To know herself that such a thing had looked upon her as he had looked was loathsome; to have others see him accost her and leer over their interpretations of the insult seemed more than she could bear. And the platform and hot, foul waiting-room, common to both men and women, were both as conspicuous as the hotel had been; both peopled with the same side-long glances.
So she had fled again from the lighted portion of the platform this time to the darker, far more dangerous end, which was out of the puddle of illumination. And now he was coming toward her less unhurriedly, his canine teeth showing wolfishly through a grin. This last move of hers he believed he understood; he even valued it. A little coquetry lent zest to the game. And she had led him a pretty chase—but now… he was very sure of himself…

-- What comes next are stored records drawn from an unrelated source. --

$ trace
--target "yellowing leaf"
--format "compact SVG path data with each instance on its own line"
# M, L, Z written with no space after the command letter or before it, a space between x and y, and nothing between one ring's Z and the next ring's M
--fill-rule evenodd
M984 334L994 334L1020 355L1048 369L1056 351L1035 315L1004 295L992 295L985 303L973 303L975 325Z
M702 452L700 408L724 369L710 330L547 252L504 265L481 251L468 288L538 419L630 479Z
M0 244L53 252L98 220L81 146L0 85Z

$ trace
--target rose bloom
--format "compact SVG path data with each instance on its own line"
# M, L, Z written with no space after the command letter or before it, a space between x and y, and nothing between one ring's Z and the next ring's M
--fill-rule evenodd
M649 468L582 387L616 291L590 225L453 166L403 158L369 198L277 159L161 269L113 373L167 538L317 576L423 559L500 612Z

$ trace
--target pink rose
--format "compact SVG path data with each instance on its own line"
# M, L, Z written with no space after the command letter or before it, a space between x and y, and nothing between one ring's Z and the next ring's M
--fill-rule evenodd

How Little-Tweed-Suit—a girl like Tweed-Suit—came there upon the station platform of Estabrook is a long story; and it is not entirely hers or ours. Therefore only the briefest part, for this tale's sake, shall be set down here.
It concerns a white house on a hill, and a man who failed so bleakly that few could remember, even directly after his funeral, how shining his successes had been. For his brilliance could not be saved in ink or perpetuated with paint or brush. To be sure, his friends after his death now and then found themselves recalling something particularly keen, something analytical and searching as a probe, which he had voiced on this occasion or that.
"I remember how Manners used to say," they would begin; and then quote as accurately as it were possible. But directly, when they discovered how happily these epigrams were received by those who had not heard them, they acquired a singular habit; they began to leave out Manners' name and appropriate the applause to themselves. Thus they robbed the dead man safely, nor found the practice ghoulish. One or two thereby even acquired permanent fame as an after-dinner wit.
Even his enemies, implacable, political enemies, who had done the most to destroy him, more than the temperament which he himself believed to be a blight, were a little more honest than that. They had fought him according to their own rules, which debarred nothing, with every foul trick they knew. If there was a weak spot in a man's record, go after it; if he had been a weakling, temporarily a fool, seek it out. There were human bloodhounds always sniffing to come upon such a scent. Hunt it down; find the woman.